Range using my standard cruising speed in not-too-cold weather is around 34 miles. Shortly after that the power coming from the pack gets low enough that the motor starts acting like a misfiring two-stroke lawnmower engine. The whole system will also run gamely along in subzero (Fahrenheit) temperatures, but range is reduced substantially. If I were to build my own pack from scratch, I’d consider building in a heating system.
Ride-wise, it’s stable and mostly surefooted across anything from rutted and bumpy ice to fresh powder to the nasty mashed potato mush that I always hated on my skinnier tired commuter. Winter riding is considerably less stressful on the fat bike, and the ability to use the bike’s power and weight to plow through and over mounds help as well.
All that said, it’s not 100% sunshine and roses.
The dense snow of thick drifts can still throw it off and cause it to slide, though, and there’s only so much you can do about 18+ inches of heavy, wet, fresh snow.

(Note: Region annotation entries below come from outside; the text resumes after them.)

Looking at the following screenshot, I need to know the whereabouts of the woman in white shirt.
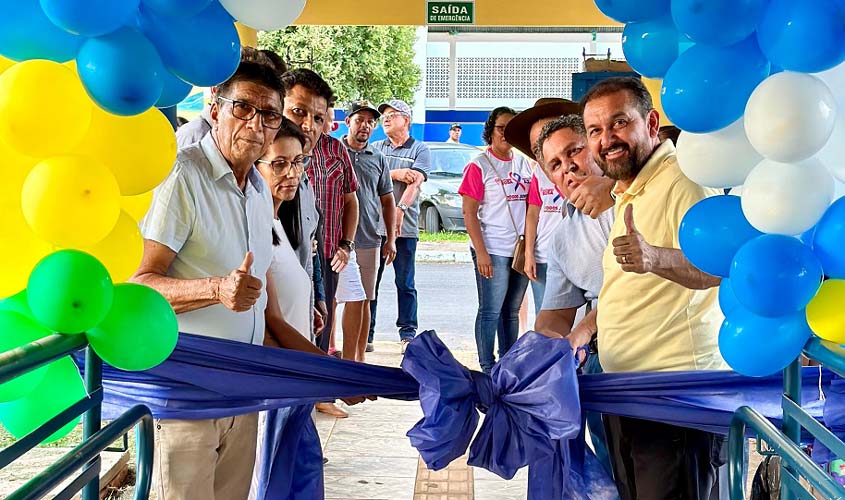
[458,107,532,373]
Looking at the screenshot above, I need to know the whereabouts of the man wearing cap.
[505,98,614,472]
[338,101,396,361]
[446,123,462,144]
[370,99,431,354]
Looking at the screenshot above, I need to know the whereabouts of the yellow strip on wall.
[296,0,621,26]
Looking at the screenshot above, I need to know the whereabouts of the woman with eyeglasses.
[250,118,312,500]
[458,107,531,373]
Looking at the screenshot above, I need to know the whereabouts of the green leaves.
[258,26,422,104]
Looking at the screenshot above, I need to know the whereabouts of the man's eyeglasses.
[217,96,283,129]
[381,111,406,122]
[256,155,311,177]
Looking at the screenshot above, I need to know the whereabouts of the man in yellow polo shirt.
[581,78,726,500]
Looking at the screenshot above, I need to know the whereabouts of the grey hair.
[532,114,587,165]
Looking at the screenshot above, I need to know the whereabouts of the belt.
[587,333,599,354]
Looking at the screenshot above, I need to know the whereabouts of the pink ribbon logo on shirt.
[508,172,528,193]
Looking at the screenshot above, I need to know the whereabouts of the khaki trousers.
[153,413,258,500]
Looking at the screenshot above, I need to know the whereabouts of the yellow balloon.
[0,59,93,158]
[0,136,38,205]
[81,212,144,283]
[78,108,176,196]
[0,200,53,298]
[21,155,120,248]
[120,191,153,222]
[807,280,845,344]
[0,56,17,73]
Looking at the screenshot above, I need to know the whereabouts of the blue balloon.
[622,16,685,78]
[719,278,742,316]
[730,234,823,318]
[139,2,241,87]
[41,0,140,36]
[719,307,812,377]
[156,70,194,108]
[661,36,770,134]
[678,195,763,277]
[672,0,766,46]
[813,198,845,279]
[596,0,670,23]
[76,28,165,116]
[0,0,85,62]
[141,0,211,17]
[757,0,845,73]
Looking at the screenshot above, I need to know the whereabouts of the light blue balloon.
[141,0,211,17]
[661,36,770,134]
[156,70,193,108]
[139,2,241,87]
[730,234,823,318]
[596,0,670,23]
[678,195,763,277]
[41,0,140,36]
[719,278,742,316]
[757,0,845,73]
[76,28,165,116]
[622,16,685,78]
[813,198,845,279]
[719,307,812,377]
[0,0,85,62]
[672,0,766,46]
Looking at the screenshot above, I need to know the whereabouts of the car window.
[431,148,478,176]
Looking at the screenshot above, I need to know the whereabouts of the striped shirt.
[373,137,431,238]
[306,134,358,260]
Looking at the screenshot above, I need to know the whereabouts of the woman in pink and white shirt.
[458,107,531,373]
[525,162,564,315]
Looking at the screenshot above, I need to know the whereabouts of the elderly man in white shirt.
[133,62,320,500]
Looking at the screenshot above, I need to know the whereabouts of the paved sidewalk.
[317,342,527,500]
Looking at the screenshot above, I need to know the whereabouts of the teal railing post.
[82,346,103,500]
[781,356,801,500]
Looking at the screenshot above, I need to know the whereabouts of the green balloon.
[0,357,87,444]
[86,283,179,371]
[27,250,114,333]
[0,290,35,319]
[0,312,53,402]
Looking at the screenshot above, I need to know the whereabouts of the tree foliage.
[258,26,422,104]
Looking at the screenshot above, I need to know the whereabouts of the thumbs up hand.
[217,252,264,312]
[612,205,657,274]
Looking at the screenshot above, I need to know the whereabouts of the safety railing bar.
[804,336,845,377]
[47,459,103,500]
[0,334,88,384]
[782,398,845,457]
[0,391,103,469]
[4,405,153,500]
[780,471,816,500]
[728,406,845,500]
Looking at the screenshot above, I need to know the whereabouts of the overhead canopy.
[296,0,620,26]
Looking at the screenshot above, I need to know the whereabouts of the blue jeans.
[368,237,417,342]
[529,262,549,318]
[471,250,528,374]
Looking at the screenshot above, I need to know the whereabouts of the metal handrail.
[728,406,845,500]
[0,334,154,500]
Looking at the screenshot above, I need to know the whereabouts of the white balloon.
[742,158,834,235]
[745,71,836,163]
[815,63,845,182]
[676,118,763,188]
[220,0,305,31]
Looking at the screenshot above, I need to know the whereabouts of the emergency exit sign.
[426,0,475,24]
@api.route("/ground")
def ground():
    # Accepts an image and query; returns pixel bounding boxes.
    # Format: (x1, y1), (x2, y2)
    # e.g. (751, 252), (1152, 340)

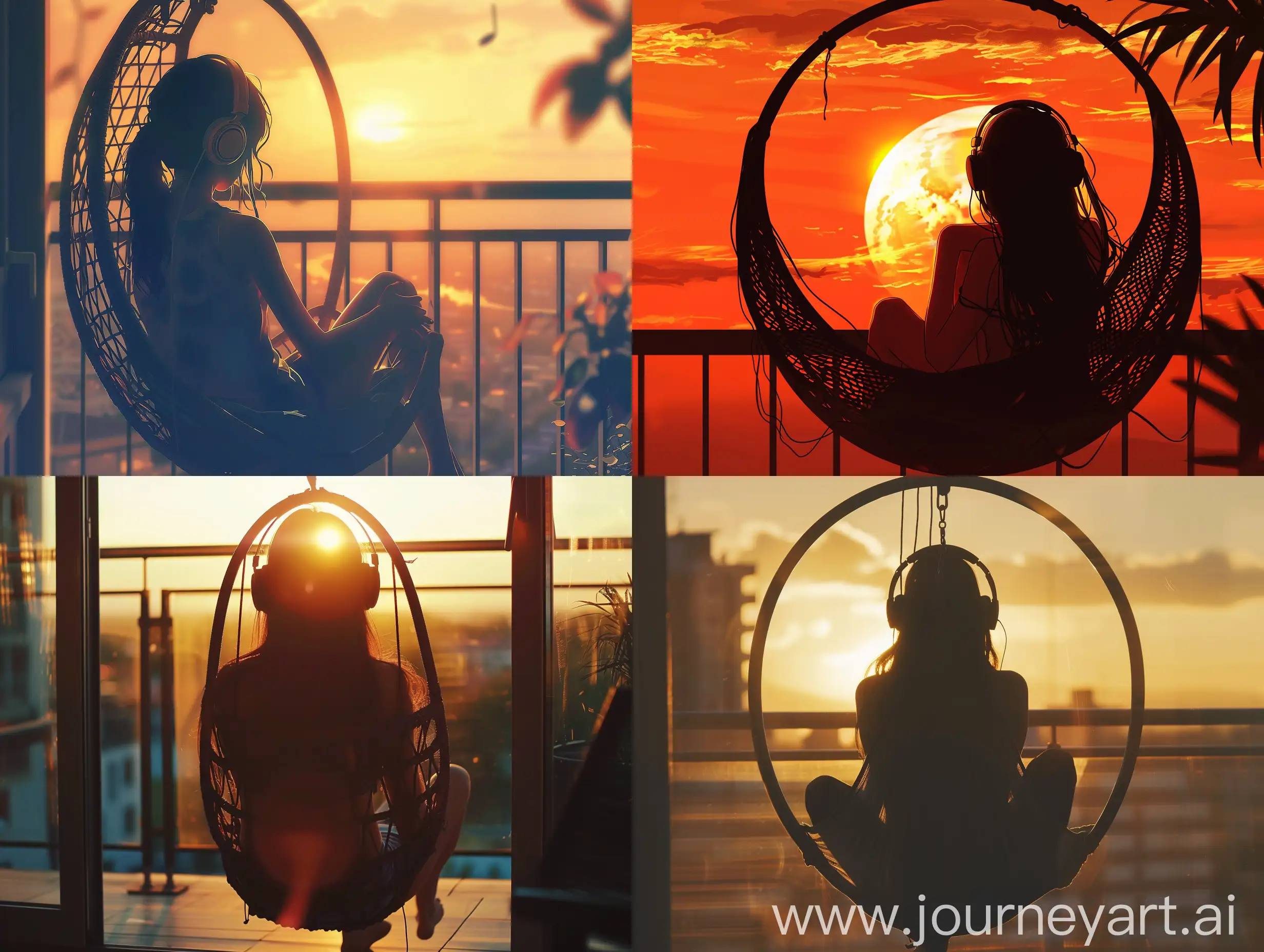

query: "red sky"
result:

I’ve been seeing odd battery and/or controller behavior right after turning the bike on: Sometimes, and only right after turning the bike on, shortly after I start pedaling voltage from the pack will briefly drop to near-nothing, then come back. That seems to confuse the controller and put it in a higher PAS level than it was previously set, though the PAS level on the display stays the same. If I change the PAS level myself after that happens, everything goes back to normal. It’s not a huge problem, but it’s weird and disconcerting.
On hard surfaces, at a certain speed that depends on tire pressure and the weight the bike is carrying, a weird harmonic bounce gets going, causing the whole bike to bob up and down as it goes along. It’s not the result of pedaling, either; it happens even coasting or relying entirely on the throttle. The bike probably would have done it without the electric motor, I just rarely had it going fast enough and with enough weight before. It’s mostly just annoying.
A bigger issue that that the extra weight of the electric hardware seems to make the bike more prone to be unsettled by certain surfaces. In particular, large stretches of a mildly undulating surface, like a large and poorly smoothed road patch, can upset the steering. Likewise if the front tire doesn’t quite go all the way into a sunken section of the road (such as a drainage grate) and instead rolls along the edge. This occurred before the electric conversion, but the conversion has made them worse/more noticeable.
Despite the few issues, I’m still very happy with the conversion. It’s quick and stable and has a good usable range.
We’ve had a shockingly mild winter so far here in Rochester, but we finally got a bunch of snow Tuesday, so I was finally able to use this beast for what it was meant for. Work was closed due to the snow, so I decided to ride out to brunch, and made a video of the ride. She worked like a champ, stable, powerful, and confidence-inspiring. Up until I encountered a big pile of snow left by the plows, anyway
(The camera was mounted on my handlebars, hence the odd motion and it not looking left and right at intersections. Also, the motor is louder in that video that it sounds to me when riding.)
Finally, I want to say that Tom and Lunacycle were very helpful in answering my questions and sanity checking my parts selection, even when the questions were a bit silly.
Hopefully this write-up will be useful to others. If anyone has any questions, I’ll be glad to answer them.